O PL 4367/20 foi apresentado pelo deputado Pompeo de Mattos (PDT) em agosto de 2020. A ideia era que o benefício desempenhasse um apoio financeiro para os segurados durante a crise sanitária. Passados quase dois anos, o 14º salário ainda é esperado pelos beneficiários da autarquia do Governo como uma compensação retroativa pelas dívidas realizadas ao longo de 2020 e 2021, ocasião em que o Brasil enfrentou a fase mais crítica da pandemia, quando o benefício deveria ter saído.

Em junho de 2022, a proposta de pauta foi retirada pelo presidente da Câmara Arthur Lira (PP), que designou o texto para aprovação de uma Comissão Especial. Resultado disso, todo o processo de tramitação voltou à escala zero.

A proposta não foi objeto de campanha do presidente Luís Inácio Lula da Silva (PT). Além disso, o orçamento anual prevê o pagamento do 13º salário para os aposentados e pensionistas do INSS, mas não dispõe da verba necessária para bancar o esperado 14° salário em 2023.

Na perspectiva de João Adolfo de Souza, proprietário da João Financeira – portal de notícias focado em informações para beneficiários do INSS -, a informação de que o PL que estabelece um pagamento de 14º salário a pensionistas do INSS não deve sair do papel é negativa para os segurados da autarquia do Governo.

“O projeto de 14° salário é uma boa ideia, mas, infelizmente, depende de forças políticas. Precisamos que o governo, deputados e senadores ‘olhem’ pelos aposentados que, desde a pandemia de Covid-19, não recebem uma ajuda extra”, afirma.

Com efeito, havia 13,5 milhões de desempregados no Brasil em setembro de 2020, quando o país atingiu um contingente de cerca de 3,4 milhões de desocupados a mais do que o registrado em maio do mesmo ano. Isso representa uma alta de 33,1% no período, conforme informações do IBGE Instituto Brasileiro de Geografia e Estatística). Para contornar a crise, 79% da população utilizou alguma fonte de crédito durante esta fase, segundo um estudo divulgado pela Serasa.

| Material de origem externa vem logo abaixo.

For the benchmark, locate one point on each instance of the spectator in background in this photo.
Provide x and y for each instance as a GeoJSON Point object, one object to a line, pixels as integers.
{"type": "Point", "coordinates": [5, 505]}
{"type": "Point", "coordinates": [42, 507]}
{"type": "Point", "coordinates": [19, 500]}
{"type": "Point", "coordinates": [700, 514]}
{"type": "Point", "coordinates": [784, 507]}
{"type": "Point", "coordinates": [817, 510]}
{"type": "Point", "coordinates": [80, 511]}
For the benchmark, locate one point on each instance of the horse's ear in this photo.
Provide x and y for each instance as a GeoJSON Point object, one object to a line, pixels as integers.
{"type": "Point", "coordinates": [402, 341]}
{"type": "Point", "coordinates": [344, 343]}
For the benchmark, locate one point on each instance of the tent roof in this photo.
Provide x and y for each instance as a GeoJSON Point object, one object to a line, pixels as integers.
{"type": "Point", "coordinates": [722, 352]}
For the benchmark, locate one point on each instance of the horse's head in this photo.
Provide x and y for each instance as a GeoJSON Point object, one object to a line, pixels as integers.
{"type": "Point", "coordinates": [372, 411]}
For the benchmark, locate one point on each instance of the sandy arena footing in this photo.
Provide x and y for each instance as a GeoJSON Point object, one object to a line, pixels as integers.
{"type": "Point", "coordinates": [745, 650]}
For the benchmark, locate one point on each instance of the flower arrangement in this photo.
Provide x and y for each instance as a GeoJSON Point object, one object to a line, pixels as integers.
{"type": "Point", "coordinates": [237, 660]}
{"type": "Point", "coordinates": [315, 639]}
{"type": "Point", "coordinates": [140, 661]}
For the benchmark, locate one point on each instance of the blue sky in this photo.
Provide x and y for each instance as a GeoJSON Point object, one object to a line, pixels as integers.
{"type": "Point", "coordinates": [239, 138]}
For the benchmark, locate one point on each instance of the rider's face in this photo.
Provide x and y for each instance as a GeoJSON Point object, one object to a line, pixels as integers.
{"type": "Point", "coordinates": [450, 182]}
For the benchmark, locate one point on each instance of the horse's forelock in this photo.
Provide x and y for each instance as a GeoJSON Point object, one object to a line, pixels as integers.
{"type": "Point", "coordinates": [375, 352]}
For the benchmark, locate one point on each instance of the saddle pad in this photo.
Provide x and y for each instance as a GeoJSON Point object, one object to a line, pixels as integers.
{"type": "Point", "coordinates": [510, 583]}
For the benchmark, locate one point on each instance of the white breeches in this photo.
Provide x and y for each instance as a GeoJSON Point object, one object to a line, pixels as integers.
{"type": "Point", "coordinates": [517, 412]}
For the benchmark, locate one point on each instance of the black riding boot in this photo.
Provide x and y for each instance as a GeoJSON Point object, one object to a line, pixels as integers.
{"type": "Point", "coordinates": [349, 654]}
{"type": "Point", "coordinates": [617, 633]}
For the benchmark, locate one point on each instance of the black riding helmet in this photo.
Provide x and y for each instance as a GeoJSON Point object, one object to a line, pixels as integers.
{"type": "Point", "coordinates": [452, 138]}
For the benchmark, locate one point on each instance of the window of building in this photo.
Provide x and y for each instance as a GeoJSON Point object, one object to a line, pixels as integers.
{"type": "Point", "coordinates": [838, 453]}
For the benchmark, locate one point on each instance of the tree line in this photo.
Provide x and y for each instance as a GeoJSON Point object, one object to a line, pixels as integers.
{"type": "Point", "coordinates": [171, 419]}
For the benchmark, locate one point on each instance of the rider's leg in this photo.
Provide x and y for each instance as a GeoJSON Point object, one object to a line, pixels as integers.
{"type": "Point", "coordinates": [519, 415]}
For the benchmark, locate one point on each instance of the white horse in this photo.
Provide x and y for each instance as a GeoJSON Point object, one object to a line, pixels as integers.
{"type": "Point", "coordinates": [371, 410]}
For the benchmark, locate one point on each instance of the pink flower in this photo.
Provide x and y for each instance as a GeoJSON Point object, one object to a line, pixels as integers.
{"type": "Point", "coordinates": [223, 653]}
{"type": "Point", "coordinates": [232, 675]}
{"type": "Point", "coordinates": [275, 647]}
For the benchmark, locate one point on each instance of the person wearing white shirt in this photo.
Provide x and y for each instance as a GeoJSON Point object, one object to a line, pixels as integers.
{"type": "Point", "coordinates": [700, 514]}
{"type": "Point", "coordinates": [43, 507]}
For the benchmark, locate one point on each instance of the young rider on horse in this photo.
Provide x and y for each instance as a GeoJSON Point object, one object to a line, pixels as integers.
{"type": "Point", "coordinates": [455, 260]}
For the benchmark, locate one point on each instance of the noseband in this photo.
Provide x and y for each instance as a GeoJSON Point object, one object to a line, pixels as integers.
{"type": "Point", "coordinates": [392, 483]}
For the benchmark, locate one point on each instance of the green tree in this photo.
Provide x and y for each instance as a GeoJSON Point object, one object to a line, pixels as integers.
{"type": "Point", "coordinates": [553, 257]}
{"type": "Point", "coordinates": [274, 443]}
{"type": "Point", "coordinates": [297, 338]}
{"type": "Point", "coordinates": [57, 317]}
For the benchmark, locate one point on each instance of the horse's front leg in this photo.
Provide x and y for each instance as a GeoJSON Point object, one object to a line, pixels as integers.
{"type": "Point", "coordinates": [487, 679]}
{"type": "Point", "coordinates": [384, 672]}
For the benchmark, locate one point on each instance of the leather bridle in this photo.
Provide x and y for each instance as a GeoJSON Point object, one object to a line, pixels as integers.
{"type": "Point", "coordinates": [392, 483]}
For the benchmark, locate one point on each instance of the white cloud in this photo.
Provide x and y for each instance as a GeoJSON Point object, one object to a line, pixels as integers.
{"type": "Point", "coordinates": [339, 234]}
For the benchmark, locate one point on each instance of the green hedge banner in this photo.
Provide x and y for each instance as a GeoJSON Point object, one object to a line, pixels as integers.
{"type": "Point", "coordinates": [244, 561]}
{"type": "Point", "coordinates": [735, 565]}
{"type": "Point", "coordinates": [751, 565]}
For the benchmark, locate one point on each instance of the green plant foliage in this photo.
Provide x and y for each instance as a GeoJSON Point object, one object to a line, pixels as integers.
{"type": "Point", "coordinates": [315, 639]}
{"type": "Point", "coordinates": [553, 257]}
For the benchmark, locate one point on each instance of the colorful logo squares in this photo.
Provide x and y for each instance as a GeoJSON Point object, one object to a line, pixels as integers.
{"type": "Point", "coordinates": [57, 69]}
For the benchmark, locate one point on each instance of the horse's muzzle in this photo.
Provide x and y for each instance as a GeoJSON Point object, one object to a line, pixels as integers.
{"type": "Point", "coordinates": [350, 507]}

Para o proprietário da João Financeira, nem tudo está perdido com relação à aprovação do 14° salário: “O projeto é possível de ser aprovado, desde que ocorram as articulações necessárias e de que sejam definidos valores e formas de pagamento. Os beneficiários do INSS clamam por isso, pois a situação está difícil e todos precisam de uma ajuda extra”.